Diets of wild lions
The Asiatic lion’s diet in the wild primarily consists of Chital (Axis axis), Sambar (Rusa unicolor), Nilgai (Boselaphus tragocamelus), Wild Boar (Sus scrofa), Common Langur (Semnopithecus achates), Rufous-tailed Hare (Lepus nigricollis ruficaudata) and Peafowl (Pavo cristatus) among others, which are resident in Gir forest year-round (Meena, 2009).
The African lion’s diet in the wild primarily consists of Zebra (Equus burchelli), Giraffe (Giraffa camelopardalis), Ostrich (Struthiocamelus), Impala (Aepyceros melampu), Oryx (Oryx gazelle), Thompson’s gazelle (Gazella thomsonii), Grant’s gazelle (Gazella granti), Wildebeest (Connochaetes taurinus), Buffalos (Syncerus caffer) and Warthogs (Phacochoerus aethiopicus) among many others (African Wildlife Foundation, 2011; Haas, Hayssen and Krausman, 2005; Hayward and Kerley, 2005; Schaller, 1972).

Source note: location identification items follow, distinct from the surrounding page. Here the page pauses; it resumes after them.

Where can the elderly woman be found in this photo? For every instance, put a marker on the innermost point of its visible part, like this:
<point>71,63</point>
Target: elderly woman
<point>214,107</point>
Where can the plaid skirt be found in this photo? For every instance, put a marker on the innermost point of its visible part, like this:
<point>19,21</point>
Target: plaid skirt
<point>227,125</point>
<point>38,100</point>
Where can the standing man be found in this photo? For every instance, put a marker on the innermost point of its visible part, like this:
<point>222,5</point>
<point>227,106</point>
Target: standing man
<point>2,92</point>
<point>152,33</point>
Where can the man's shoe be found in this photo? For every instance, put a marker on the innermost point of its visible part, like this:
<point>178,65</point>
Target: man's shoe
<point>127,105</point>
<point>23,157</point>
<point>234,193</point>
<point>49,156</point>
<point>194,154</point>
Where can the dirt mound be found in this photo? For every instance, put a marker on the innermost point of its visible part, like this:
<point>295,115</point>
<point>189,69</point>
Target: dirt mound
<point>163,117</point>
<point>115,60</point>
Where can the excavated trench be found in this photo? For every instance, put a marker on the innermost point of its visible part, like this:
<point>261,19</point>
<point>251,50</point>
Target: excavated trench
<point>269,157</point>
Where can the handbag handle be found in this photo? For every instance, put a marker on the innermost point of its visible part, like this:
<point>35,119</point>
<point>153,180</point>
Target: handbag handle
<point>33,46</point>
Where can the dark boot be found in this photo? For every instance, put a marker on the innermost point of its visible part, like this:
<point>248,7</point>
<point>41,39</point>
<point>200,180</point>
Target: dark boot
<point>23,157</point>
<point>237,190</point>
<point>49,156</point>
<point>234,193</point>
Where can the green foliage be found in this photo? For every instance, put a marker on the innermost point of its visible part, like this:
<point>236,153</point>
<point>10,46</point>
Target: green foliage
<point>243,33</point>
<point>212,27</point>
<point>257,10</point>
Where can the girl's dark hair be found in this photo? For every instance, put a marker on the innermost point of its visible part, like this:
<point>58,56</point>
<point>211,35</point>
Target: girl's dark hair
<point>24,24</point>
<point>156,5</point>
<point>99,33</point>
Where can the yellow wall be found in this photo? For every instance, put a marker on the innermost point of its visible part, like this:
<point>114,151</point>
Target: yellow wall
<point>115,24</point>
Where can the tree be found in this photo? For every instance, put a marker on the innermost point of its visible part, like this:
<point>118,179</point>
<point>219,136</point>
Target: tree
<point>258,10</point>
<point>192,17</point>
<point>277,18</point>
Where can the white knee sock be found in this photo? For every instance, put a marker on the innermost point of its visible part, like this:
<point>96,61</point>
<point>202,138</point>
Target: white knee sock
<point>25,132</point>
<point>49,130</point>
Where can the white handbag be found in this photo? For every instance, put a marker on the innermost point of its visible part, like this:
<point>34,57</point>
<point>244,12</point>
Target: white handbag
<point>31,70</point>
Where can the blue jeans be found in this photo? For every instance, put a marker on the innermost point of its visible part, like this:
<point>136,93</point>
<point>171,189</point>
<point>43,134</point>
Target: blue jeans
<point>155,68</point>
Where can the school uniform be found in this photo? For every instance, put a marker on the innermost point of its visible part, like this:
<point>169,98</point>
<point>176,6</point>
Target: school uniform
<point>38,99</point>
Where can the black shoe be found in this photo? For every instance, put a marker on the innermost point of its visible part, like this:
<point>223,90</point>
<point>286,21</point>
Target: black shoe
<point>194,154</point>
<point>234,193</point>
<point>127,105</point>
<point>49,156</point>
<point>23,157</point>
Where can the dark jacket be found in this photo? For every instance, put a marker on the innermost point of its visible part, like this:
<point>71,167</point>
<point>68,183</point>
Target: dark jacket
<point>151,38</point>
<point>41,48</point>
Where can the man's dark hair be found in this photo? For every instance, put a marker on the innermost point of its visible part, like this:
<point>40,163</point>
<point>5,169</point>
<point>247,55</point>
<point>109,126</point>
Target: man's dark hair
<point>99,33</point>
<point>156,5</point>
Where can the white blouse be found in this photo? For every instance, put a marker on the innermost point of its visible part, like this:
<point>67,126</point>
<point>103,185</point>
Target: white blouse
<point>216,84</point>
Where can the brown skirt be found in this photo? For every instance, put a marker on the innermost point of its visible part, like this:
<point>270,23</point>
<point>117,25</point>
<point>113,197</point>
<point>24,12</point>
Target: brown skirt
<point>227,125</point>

Feeding strategy and foraging behaviour in the wild
Lions spend most of their time inactive (20-21 hours/day), approximately 2 hours is spent walking and 1 hour eating, with the peak of their activity occurring at night (Visser, 2009; Clarke and Berry, 1992; Eloff, 1984; Schaller, 1972). Lions are predatory carnivores, the female of the species are the primary hunters and they usually hunt in groups (Estes, 1992; Vaughan, Ryan and Czaplewski, 2000). The time lions spend stalking is prey dependent, for example 7 minutes (small un-preferred prey) to 30 minutes (large preferred prey) (Hayward and Kerley, 2005). An estimated 12 to 50 kills per year per lion, the number of kills is dependent on prey availability (Eloff, 1984). Lions will hunt and consume a variety of prey but the majority of kills tend to range between 40 to 250kg with an average of 115kg (AZA, 2012). Lions have also been known to scavenge by displacing other carnivorous predators from their kill (Bauer, Nowell and Packer, 2008; Schaller, 1972). According to Haas et al. (2005) lions opportunistically acquire up to 40% of their food intake from scavenging. When large prey is captured, lions may spend several hours consuming the kill (Visser, 2009). Lions may go several days between kills, with reports of between 1.5 to 8 days being observed, the amount of time between kills was highly correlated to prey availability.